Gaji Kepala Daerah akan dinaikkan untuk cegah korupsi? (kompasiana.com, Jumat 07 desember 2018)Pemerintah, melalui Kementerian Keuangan sedang mengkaji penyesuaian nominal remunerasi kepala daerah di Indonesia. Menteri Keuangan Sri Mulyani menyampaikan alasan di balik kajian tersebut, "Masih banyaknya pejabat selevel kepala daerah yang tersandung kasus korupsi dan harus berhubungan dengan Komisi Pemberantasan Korupsi (KPK)."Ia juga mengharapkan ada masukan serta saran yang solutif untuk menentukan kebijakan terkait remunerasi kepala daerah. 

Tetapi, tentu ada keraguan dari publik mengenai seberapa efektif kebijakan kenaikan remunerasi dalam menekan angka praktik korupsi para kepala daerah. Selain itu, apakah banyaknya kepala daerah yang berurusan dengan KPK dapat menjadi motif yang tepat bagi pemerintah untuk mengevaluasi nominal remunerasi?              

Menurut saya Atas kajian dan rencana yang akan dilakukan oleh Kementerian Keuangan ini, setinggi apapun gaji dinaikkan  kalau seseorang pernah melakukan korupsi dan tidak diketahui orang lain atau hukum yang ditegakkan secara tidak maksimal maka ia akan terus melakukan tindakan korupsi dan tidak akan pernah merasa puas apa yang ia dapatkan. 

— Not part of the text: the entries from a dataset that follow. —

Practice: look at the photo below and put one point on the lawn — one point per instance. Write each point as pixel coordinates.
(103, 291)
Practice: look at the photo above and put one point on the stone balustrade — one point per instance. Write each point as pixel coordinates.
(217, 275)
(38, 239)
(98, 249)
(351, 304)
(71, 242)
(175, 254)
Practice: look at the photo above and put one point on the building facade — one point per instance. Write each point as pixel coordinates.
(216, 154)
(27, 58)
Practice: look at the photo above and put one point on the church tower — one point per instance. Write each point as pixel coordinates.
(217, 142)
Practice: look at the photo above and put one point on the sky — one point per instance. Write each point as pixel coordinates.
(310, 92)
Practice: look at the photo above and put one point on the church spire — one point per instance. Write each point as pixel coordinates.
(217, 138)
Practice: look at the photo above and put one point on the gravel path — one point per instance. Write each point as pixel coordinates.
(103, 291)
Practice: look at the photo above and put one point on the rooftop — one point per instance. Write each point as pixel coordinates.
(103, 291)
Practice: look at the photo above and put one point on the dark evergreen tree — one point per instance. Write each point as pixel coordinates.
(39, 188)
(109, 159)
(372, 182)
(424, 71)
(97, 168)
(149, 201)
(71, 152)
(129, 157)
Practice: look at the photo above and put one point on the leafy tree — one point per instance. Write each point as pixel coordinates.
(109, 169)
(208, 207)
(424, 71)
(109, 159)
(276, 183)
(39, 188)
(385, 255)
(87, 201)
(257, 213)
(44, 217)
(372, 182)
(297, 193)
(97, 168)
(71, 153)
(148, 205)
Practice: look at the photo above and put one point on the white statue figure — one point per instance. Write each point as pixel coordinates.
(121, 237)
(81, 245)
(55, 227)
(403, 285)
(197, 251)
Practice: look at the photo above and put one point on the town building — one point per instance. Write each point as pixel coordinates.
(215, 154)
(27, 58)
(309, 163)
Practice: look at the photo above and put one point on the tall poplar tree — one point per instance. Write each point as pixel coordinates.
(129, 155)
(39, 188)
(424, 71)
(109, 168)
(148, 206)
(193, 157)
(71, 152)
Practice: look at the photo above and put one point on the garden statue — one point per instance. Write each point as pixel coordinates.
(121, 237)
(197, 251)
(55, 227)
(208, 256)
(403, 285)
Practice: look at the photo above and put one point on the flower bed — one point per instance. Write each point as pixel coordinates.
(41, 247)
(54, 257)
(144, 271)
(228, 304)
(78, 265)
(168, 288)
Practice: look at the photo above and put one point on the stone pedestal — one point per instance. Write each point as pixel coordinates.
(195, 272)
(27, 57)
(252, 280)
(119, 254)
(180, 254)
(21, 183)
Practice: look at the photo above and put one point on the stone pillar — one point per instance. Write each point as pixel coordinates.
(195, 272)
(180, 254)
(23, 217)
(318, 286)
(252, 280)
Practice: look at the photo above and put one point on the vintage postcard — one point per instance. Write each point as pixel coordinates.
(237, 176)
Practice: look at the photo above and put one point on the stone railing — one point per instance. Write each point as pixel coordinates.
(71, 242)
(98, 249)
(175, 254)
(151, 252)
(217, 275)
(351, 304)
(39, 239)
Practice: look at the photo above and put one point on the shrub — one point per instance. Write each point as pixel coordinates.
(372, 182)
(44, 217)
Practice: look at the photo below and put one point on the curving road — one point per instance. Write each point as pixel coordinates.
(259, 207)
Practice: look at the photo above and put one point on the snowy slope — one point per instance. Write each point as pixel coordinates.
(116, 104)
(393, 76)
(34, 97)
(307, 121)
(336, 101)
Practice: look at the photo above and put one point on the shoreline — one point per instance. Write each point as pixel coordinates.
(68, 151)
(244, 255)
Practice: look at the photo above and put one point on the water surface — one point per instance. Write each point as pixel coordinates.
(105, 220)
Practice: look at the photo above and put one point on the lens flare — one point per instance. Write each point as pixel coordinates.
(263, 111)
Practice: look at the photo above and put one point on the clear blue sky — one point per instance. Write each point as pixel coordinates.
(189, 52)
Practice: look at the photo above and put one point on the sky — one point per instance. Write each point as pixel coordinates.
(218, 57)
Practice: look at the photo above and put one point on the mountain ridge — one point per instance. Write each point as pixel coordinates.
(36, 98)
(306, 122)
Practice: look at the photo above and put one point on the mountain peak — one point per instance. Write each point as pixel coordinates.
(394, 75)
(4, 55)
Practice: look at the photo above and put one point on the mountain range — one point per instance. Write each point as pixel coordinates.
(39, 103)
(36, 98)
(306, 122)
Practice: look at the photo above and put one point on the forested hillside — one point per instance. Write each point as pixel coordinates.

Dengan menaikkan gaji justru dapat menjadi salah satu pintu maraknya praktik transaksional. ketika seseorang dijanjikan menjabat suatu posisi dengan gaji yang besar, orang akan berebut untuk bisa mendapat posisi itu. Perebutan itu tentunya dikhawatirkan akan memperparah praktik transaksional yang kini sudah ada. 

Jadi menaikkan gaji bukanlah solusi untuk mencegah korupsi justru memperparah korupsi, seharusnya menegakkan hukum secara maksimal seperti membangun kpk di seluruh propinsi, rekrut para hakim dan jaksa yang bersih dan idealis di daerah, tetapkan hukuman mati, dibangun kepolisian khusus kpk, dan dibangun penjara khusus kruptor supaya memberikan efek jera terhadap para koruptor.